Hacker News new | past | comments | ask | show | jobs | submit login
Live patching for Linux 3.20 (iu.edu)
200 points by meskio on Feb 10, 2015 | hide | past | favorite | 30 comments



And it was officially merged into Linux this evening:

https://git.kernel.org/cgit/linux/kernel/git/torvalds/linux....


I am very happy about this. It's been years in coming!

We might finally get live updates on distros. (No thanks to Oracle, of course.)

Wonder if we can also do it that well in userspace? (How does systemd behave with patching, actually?)


The original KSplice project was actually fully open source, funded by a Dutch charity called NLnet that funds lots of interesting projects like that. I've been running it ever since.

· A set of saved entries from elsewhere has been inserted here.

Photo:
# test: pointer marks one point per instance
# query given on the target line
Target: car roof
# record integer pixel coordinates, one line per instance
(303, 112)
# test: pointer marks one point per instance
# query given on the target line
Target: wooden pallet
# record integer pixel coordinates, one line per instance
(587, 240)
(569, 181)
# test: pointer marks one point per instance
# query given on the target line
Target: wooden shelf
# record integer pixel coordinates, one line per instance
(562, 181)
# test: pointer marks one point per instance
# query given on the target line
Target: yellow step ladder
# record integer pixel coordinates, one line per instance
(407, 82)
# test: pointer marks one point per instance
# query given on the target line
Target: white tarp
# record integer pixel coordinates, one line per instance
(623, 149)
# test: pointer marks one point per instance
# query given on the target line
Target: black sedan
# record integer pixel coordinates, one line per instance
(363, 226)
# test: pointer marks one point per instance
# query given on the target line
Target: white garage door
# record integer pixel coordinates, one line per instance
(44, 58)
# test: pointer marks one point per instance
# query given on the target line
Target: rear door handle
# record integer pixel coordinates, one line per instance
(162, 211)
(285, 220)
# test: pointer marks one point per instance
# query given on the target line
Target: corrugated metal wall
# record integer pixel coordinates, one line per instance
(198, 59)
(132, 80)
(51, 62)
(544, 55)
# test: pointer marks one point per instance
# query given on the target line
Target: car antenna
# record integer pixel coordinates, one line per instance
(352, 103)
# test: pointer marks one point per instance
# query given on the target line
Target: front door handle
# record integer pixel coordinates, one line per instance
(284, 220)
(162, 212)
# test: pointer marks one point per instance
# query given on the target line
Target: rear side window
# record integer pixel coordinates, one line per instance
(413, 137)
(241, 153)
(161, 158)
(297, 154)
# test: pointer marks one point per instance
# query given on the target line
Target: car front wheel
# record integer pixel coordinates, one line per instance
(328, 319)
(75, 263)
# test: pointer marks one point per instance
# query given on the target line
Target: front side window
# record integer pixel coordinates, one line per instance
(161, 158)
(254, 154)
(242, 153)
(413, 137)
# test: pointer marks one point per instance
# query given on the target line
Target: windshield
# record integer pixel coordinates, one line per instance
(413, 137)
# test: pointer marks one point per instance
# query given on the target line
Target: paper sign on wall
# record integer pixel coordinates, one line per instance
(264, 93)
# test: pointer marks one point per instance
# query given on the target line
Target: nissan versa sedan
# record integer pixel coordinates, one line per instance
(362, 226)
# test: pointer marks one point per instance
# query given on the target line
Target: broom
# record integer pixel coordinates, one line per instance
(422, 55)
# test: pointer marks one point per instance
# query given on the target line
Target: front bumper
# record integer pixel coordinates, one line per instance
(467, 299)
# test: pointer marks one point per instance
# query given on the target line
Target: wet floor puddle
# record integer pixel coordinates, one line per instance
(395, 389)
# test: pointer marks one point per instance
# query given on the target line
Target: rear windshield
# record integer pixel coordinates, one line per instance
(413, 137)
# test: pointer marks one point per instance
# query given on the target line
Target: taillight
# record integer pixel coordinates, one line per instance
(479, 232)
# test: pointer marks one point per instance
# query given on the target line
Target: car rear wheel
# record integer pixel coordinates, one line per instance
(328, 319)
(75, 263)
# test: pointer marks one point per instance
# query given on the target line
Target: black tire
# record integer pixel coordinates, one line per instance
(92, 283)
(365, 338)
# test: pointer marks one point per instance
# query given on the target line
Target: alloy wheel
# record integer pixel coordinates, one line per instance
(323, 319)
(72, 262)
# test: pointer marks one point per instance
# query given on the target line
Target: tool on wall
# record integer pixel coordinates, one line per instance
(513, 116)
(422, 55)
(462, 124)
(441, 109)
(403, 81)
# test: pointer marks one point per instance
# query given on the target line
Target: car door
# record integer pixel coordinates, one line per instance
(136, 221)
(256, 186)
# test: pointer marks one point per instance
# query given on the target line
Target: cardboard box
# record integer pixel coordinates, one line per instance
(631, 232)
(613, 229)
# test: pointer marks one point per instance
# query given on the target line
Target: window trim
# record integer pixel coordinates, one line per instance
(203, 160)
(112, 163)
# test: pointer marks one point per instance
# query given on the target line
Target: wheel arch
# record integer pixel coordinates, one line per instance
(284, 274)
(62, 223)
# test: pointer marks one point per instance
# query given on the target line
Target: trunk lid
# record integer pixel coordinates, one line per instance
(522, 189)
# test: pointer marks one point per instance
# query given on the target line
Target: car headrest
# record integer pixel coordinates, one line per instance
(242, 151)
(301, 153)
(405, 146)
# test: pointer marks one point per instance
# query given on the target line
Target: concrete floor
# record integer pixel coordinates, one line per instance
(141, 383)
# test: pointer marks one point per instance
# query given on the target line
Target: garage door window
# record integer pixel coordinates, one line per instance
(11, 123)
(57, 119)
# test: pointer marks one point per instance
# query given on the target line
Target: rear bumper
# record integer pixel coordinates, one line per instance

After this was all done the team got acquihired by Oracle. I was actually amazed that the team was allowed to keep the service up for some non-Oracle distro's.

But very happy to see a broader adoption of this kind of technology, it is essential for all these unmanned systems out there in the cloud that they can be patched whilst running.


Any reason why no one forked KSplice when the original team went to Oracle?


Yes: KSplice had software patents - Oracle bought them. And everyone knows what Oracle is like with software patents: aggressive!

I'm not clear what they actually cover, and can't look them up right now, but I'd thought they were specific on how KSplice in particular operates, both applying hotpatches and analysing the source to create them. I don't know whether they'd apply to anything else, or whether there is prior art, but they're an obvious landmine to be aware of and to avoid. So a simple fork wouldn't do unless it'd change the way it actually worked. A fresh approach was needed, and we seem to have two fresh approaches here.

I'm trusting they've been avoided here. They probably have, as this is much more general? The concept of hot patches are of course fine, people have been doing that for decades, and you can't patent concepts.

The lesson here: please don't patent stuff jn your open-source software, in case you wake up one day and got acquihired by Evil™.


OK, I've now looked up the Ksplice patents that I know of. (I may not have found them all, but I think I probably have?) Here be dragons! (Those who are ordered not to read patents: Don't click on the links in this post.)

Of course the time they were granted (to Oracle, after Ksplice were bought) the applications became nigh-impenetrable patentese that really need a US-qualified patent attorney to interpret, so I'm absolutely not going to try and I'm just going to post what I found here.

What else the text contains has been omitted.